Pregnant women’s autonomous decisions should be respected. Concerns about the impact of maternal decisions on fetal well-being should be discussed in the context of medical evidence and understood within the context of each woman’s broad social network, cultural beliefs, and values. In the absence of extraordinary circumstances, circumstances that, in fact, the Committee on Ethics cannot currently imagine, judicial authority should not be used to implement treatment regimens aimed at protecting the fetus, for such actions violate the pregnant woman’s autonomy.

ACOG’s Committee opinion, “Planned Home Birth” even reluctantly acknowledges a woman’s right to birth at home:   “Although the Committee on Obstetric Practice believes that hospitals and birthing centers are the safest setting for birth, it respects the right of a woman to make a medically informed decision about delivery.”  (Though they do not support physicians’ attending home births.)

In an ironic twist, ACOG supports physicians who actively act in ways they believe are not in the best interests of a woman’s health as long as they explain the risks to the woman and she still wants the procedure.  While they are not obligated to perform the procedure, ACOG’s Committee Opinion, “Elective Surgery and Patient Choice,” says it is ethical for the physician to perform operations such as ovary removal or cesarean section on patient request.

In addition, as Marian McDorman has pointed out, even in high risk situations, the absolute risk of a bad outcome from homebirth is very small.  I would point out that in contrast, the absolute risk of unnecessary clinical intervention in hospitals (and associated morbidities), including administration of high alert medications such as Pitocin and unnecessary cesarean surgery, is very, very high.  In the case of a woman wishing to have a VBAC, the chance of of cesarean in a given hospital may be 100%, even if the woman meets ACOG criteria for safe VBAC.

Personally, I would choose to birth at the hospital if my pregnancy indicated that my birth would be high risk.  But that is my choice.  I would not want someone to force me to birth at home because that person thought that the relative risk of morbidity at the hospital was higher than that of death at home, or because hospital birth in the U.S. is outrageously (and unnecessarily) expensive, or because some hospitals cannot be trusted to act in the woman’s best interests as a matter of policy, or because U.S. hospital births have among the worst maternal and infant outcomes in the developed world.
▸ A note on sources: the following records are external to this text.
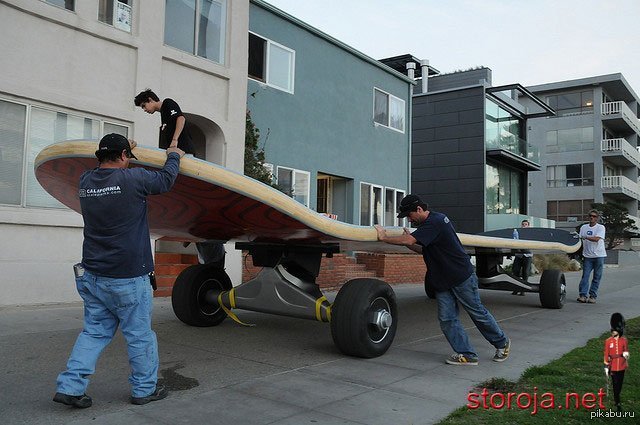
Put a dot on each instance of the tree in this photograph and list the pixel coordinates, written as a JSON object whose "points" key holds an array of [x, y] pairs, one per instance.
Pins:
{"points": [[617, 221], [254, 154]]}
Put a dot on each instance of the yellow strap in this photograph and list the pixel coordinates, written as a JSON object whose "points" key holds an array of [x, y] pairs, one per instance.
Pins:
{"points": [[319, 302], [232, 301]]}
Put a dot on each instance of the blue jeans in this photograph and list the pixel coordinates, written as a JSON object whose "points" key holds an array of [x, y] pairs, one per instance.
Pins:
{"points": [[448, 314], [109, 303], [591, 264]]}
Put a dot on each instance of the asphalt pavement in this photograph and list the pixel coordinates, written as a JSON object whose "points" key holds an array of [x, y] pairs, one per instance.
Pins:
{"points": [[287, 371]]}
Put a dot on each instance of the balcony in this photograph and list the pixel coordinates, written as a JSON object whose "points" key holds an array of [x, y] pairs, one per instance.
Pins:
{"points": [[620, 117], [620, 185], [620, 152], [514, 151]]}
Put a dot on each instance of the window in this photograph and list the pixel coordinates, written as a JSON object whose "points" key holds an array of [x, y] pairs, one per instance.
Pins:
{"points": [[503, 130], [503, 190], [371, 211], [392, 198], [25, 130], [65, 4], [294, 183], [388, 110], [197, 27], [572, 103], [116, 13], [570, 140], [570, 175], [571, 211], [271, 63]]}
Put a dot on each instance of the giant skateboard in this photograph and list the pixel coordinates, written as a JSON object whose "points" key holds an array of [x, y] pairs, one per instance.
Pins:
{"points": [[287, 239]]}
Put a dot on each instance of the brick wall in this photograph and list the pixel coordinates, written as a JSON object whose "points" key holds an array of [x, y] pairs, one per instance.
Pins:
{"points": [[334, 272]]}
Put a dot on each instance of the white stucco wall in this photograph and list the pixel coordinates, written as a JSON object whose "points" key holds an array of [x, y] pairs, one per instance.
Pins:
{"points": [[69, 61]]}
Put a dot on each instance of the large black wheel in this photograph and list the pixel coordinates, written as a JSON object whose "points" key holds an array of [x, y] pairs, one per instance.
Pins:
{"points": [[428, 289], [553, 289], [364, 318], [195, 295]]}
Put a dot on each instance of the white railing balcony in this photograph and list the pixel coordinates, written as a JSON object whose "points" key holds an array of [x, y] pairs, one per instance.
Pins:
{"points": [[612, 108], [622, 147], [621, 184]]}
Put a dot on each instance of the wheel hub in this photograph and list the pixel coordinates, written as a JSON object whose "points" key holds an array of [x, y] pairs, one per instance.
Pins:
{"points": [[382, 320]]}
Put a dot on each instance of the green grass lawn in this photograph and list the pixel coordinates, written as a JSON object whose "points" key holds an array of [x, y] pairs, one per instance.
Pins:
{"points": [[580, 373]]}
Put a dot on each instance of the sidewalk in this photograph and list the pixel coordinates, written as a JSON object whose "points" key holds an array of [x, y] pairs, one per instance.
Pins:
{"points": [[287, 371]]}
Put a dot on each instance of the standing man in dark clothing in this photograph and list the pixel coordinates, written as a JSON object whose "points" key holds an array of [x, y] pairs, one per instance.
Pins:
{"points": [[451, 274], [172, 129], [113, 277]]}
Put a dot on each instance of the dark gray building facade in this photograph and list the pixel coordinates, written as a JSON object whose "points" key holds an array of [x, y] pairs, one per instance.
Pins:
{"points": [[470, 155]]}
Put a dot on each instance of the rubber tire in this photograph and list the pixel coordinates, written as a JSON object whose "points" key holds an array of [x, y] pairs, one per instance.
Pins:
{"points": [[553, 292], [431, 293], [188, 293], [350, 315]]}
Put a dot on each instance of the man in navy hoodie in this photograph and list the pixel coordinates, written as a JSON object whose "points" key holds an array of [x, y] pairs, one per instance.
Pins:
{"points": [[113, 277], [452, 276]]}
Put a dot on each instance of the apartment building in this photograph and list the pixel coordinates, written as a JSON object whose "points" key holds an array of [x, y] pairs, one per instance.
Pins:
{"points": [[473, 156], [70, 70], [589, 149]]}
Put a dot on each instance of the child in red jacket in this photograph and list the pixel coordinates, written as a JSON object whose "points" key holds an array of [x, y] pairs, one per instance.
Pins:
{"points": [[616, 353]]}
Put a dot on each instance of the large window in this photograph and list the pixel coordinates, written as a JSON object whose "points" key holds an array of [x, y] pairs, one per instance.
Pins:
{"points": [[197, 27], [388, 110], [65, 4], [569, 140], [570, 175], [116, 13], [571, 211], [503, 190], [503, 130], [271, 63], [294, 183], [24, 131], [572, 103]]}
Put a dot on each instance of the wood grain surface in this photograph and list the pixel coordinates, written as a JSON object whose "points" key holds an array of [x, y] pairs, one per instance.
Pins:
{"points": [[212, 202]]}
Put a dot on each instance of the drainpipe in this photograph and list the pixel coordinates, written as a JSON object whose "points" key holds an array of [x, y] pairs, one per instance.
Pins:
{"points": [[424, 65], [411, 72]]}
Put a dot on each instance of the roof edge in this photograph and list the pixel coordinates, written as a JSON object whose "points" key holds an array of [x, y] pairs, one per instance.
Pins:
{"points": [[263, 4]]}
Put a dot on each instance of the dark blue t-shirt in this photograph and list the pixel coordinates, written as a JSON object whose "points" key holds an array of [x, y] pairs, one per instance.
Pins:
{"points": [[448, 264], [114, 209]]}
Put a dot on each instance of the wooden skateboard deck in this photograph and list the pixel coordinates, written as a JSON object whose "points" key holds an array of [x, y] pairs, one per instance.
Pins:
{"points": [[209, 201]]}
A practitioner does not have to attend a high-risk homebirth (or any homebirth), just as a practitioner is not obligated to perform a maternal request cesarean.  But if it is not wrong to put a woman and infant at risk from unnecessary surgery because the woman believes that is the best decision for herself, then why is it wrong to support a woman in homebirth if she believes that is the right decision?

We need to separate ethics, which are often personal, from the law, which is universal.  As long as a woman’s body is her own, she has the right to determine where it should be, when she is giving birth, and always.

*The intrapartum rate refers to deaths during labor and delivery; the neonatal rate technically refers to the first 28 days, but it is often truncated to refer to the first 24 or 48 hours.  A study should explain which definition it is using.